Friday, May 8, 2009

Wandering the World


I have a standing date most Wednesdays with a friend to have an intercambio, which is when you meet up and spend half the time speaking English and the other half speaking Spanish. It has been a huge help for me as I am working on my Spanish and has given me the chance to learn a bit more about Buenos Aires through the best source of information – the locals.

The other night I was waiting for my friend in Palermo, outside of the University of Buenos Aires. It was a mild fall night, the shadows of the bare trees reflecting onto the sidewalks and into the windows of the chic boutiques that line the cobblestone streets. As I waited for her to come out of her English class, I struck up a conversation with a woman who worked on the campus as a security guard type. Short, stocky, with a pockmarked face and ill-fitting clothes, we chatted about the erratic onset of the fall. She asked my about my bike, which I had leaning up against the light post a couple of feet away. Did I want to put it inside? “No,” I said, “I’m just waiting for a friend who should be out shortly.” We chatted a bit more and then she asked me if I rode very far. No, I responded, just from Las Cañitas. “Las Cañitas?” she asked, “Where is that exactly? I have heard people talk about it, but I don’t know it.”

Las Cañitas is maybe 20 blocks away, but to this woman, it could have been Mars. Another world.

I will give you that Buenos Aires is a huge, sprawling city, with a metro area as big as Yellowstone National Park. And this is not a phenomenon unique to BA. There are other people like this woman I have encountered in New York, Berlin, and Washington, DC. It’s more about curiosity about the world and this woman (and those who don’t leave their little universes everywhere in the world) just did not have it.

In my travels I have also met the other extreme, people who want to travel and cannot because of their government or their own situation with money or family. These are the people I love to chat with and will usually find me across a crowded room at a party. I am inspired by their love of adventure, especially when I grow weary of my own. They remind me why I go out into the world and how amazing it is to discover all that the world has to offer.

As for the non-nomadic woman, she reminds me about how wonderful it is sometimes to just be home.

3 comments:

Tina said...

She probably had never heard of it because technically Las Cañitas is not really a barrio...

Then again, Once isn't a barrio but everyone knows what that is (and if I were to say the real name, Balvanera, I'd get funny "where?" looks)... so ya never know...

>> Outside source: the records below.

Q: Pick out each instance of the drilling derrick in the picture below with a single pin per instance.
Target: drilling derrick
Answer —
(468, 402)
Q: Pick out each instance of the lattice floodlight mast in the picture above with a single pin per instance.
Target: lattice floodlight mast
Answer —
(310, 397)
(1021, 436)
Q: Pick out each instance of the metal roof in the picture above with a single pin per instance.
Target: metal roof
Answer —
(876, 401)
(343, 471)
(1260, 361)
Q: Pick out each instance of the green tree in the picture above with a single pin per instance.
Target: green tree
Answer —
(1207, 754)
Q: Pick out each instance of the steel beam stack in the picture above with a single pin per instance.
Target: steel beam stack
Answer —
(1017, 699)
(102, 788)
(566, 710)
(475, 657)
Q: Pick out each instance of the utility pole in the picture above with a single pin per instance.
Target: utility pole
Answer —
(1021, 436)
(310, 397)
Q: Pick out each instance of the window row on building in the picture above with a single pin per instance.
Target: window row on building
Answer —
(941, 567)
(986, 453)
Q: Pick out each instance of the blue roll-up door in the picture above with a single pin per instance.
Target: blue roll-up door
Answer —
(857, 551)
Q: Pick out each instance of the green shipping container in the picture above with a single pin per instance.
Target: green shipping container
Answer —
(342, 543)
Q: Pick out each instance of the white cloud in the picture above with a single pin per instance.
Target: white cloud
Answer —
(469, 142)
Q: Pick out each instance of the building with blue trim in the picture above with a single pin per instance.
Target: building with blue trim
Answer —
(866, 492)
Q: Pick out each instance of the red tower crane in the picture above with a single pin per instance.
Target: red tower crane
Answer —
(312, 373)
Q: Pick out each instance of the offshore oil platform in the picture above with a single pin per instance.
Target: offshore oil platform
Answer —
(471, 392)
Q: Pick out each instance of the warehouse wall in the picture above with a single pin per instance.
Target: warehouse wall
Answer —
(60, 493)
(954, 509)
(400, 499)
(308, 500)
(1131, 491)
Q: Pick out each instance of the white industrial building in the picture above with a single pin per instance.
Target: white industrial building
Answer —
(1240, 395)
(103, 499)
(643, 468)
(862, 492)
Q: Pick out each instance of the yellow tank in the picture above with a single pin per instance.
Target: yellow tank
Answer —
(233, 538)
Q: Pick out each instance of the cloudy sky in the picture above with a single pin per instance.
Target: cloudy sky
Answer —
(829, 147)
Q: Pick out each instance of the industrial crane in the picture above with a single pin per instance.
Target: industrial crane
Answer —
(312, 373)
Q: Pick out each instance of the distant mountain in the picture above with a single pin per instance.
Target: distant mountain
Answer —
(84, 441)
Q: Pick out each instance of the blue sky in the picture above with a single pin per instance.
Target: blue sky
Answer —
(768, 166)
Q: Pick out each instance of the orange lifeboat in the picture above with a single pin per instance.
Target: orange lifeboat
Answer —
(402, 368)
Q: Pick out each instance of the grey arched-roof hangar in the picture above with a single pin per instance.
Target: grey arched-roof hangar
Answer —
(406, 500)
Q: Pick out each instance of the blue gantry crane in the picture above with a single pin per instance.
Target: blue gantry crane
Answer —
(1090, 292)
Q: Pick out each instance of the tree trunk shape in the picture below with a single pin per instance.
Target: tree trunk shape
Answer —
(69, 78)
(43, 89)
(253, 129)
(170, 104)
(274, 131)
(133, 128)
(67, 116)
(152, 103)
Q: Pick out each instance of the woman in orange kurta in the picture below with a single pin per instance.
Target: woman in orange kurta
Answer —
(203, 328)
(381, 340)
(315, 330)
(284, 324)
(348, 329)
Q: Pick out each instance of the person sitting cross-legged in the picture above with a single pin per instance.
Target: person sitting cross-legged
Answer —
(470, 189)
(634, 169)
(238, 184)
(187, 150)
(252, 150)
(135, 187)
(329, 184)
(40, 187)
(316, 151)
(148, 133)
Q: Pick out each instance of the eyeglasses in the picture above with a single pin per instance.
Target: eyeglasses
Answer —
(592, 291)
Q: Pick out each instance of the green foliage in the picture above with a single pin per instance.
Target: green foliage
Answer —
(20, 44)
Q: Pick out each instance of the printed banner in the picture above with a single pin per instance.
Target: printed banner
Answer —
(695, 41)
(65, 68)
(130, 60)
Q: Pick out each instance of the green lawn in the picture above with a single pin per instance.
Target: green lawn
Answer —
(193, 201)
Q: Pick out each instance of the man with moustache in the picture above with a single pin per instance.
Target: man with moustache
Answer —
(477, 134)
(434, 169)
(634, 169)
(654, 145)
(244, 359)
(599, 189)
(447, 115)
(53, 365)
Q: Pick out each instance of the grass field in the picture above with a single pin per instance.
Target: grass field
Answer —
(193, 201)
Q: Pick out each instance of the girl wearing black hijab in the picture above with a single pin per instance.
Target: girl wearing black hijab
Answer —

Also, she may have been from the provincia and doesn't know Capital that well...

tinatangos.com

ssssnake said...

I think it was just because Las Canitas is a sub barrio of gigantic Palermo. The name is becoming more common place though despite all the other names the reality companies give sections of Palermo. I was happy to see that the area is being simplified (http://landingpadba.com/cityguide.php) rather than gaining more sub barrios. I've heard Palermo: Chico, Queens, Soho, Hollywood, Viejo, Las Canitas and more!

Jill said...

I hear ya Snake! I lovingly refer to my own barrio as Palermo Belgrano.